Journeys Traveling in the United States, Europe and North Africa, for most of his life St. Louisan Peter Shank has been interpreting his journeys in oil paint. The title, then, of his current exhibition, which draws on more than four decades of painting experience, is fitting. Spanning from his days as a student at Yale to a stint in Paris and the Arab-dominated regions of North Africa, Shank's paintings show a remarkable consistency of technique. Consistency, however, does not translate into uniformity. Many of the paintings are reminiscent of the pre-surrealist painter Giorgio de Chirico, incorporating such disparate images as a fish over a house topped by a mountain range. Many incorporate collage, while still others present simplified landscapes or nude portraits. Shank's range as an artist is hardly surprising. As the son of modernist architect Isadore Shank and famed illustrator Ilse Shank, he's one of three brothers, all of whom are artists. What is surprising is the scope of the show (more than 40 works) and the unmistakable impression it gives that an artist's vision, no matter the time and place, can remain intact while, simultaneously, it matures. Through June 20 at the Millstone Gallery at COCA, 524 Trinity Avenue, University City; 314-725-6555 or www.cocastl.org. Hours: 10 a.m.-5 p.m. Mon.-Fri., noon-5 p.m. Sat.-Sun.
Take Out Featuring roughly 100 eight-by-ten photographic works, Take Out marks the final show for the Ellen Curlee Gallery. Departure is the theme, and the exhibition addresses the idea on several levels. Curlee commissioned the photographs from a wide variety of artists — painters, videographers and, yes, photographers — asking them to draw inspiration from the notion of decampment. Each of the photos is priced to move at a democratic $100, and if you buy one, you take it down from the wall and walk away with it that very day day. The show will dissolve as it progresses, until the gallery's patrons have entirely deconstructed it. 1308A Washington Avenue; 314-241-1299 (www.ellencurleegallery.com). Hours: 11 a.m.-4 p.m. Tue.-Sat.

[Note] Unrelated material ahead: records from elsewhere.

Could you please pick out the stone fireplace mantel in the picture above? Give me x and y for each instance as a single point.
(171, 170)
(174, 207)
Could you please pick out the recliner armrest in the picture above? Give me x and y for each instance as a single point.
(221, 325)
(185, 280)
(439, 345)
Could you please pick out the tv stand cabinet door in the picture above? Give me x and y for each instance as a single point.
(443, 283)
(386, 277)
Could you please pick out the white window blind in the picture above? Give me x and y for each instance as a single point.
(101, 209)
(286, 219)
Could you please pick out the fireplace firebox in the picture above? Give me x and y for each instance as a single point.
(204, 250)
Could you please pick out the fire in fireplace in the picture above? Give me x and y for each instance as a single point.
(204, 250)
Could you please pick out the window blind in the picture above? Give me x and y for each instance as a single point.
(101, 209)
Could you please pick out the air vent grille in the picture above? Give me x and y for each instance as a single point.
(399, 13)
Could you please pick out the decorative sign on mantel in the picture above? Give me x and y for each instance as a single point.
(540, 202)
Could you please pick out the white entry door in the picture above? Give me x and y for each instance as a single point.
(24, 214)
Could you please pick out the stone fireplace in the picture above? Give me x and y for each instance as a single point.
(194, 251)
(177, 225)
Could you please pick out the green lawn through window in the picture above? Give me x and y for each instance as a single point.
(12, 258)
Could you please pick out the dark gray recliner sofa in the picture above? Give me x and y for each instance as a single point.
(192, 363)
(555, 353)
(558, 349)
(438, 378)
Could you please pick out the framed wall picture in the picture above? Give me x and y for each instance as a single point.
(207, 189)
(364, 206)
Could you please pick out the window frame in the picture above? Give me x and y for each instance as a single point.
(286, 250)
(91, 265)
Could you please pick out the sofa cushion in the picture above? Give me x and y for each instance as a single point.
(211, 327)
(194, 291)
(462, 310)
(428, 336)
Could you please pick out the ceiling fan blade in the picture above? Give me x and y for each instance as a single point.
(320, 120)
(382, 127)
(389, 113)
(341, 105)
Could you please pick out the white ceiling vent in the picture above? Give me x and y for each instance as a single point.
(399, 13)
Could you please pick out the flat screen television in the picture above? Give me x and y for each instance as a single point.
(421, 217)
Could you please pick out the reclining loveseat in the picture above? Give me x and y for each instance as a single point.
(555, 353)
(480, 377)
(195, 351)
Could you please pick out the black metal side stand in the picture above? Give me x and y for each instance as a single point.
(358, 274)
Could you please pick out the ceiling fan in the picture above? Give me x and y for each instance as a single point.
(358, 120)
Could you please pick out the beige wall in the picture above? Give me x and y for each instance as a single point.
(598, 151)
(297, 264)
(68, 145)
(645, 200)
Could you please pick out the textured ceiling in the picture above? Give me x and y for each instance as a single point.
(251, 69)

Things That Matter: Art by Children with Autism The premise: Artistic creation can help children with autism to better express themselves. The disorder, which affects a person's ability to communicate, often includes intense fascinations with things: stoves, Hello Kitty, dinosaurs. Harnessing this fascination, coordinators Bevin Early and Nancy Pierson asked children to make art about their obsessions. So we have a video of a teenager dancing to Willy Wonka's "The Golden Ticket," a collection of found objects from a boy who collects everything he can and repeated self-portraits of a young boy. Also showing: the work of Don Koster and Jen Maigret, the 2007-'08 Cynthia Weese Teaching Fellows at Wash. U.'s Sam Fox School of Design & Visual Arts. Through September 6 (Koster and Maigret) and September 13 (Autism) at the Sheldon Art Galleries, 3648 Washington Boulevard; 314-533-9900 or www.sheldonconcerthall.org). Hours: noon-8 p.m. Tue. and Thu., noon-5 p.m. Wed. and Fri., 10 a.m.-2 p.m. Sat.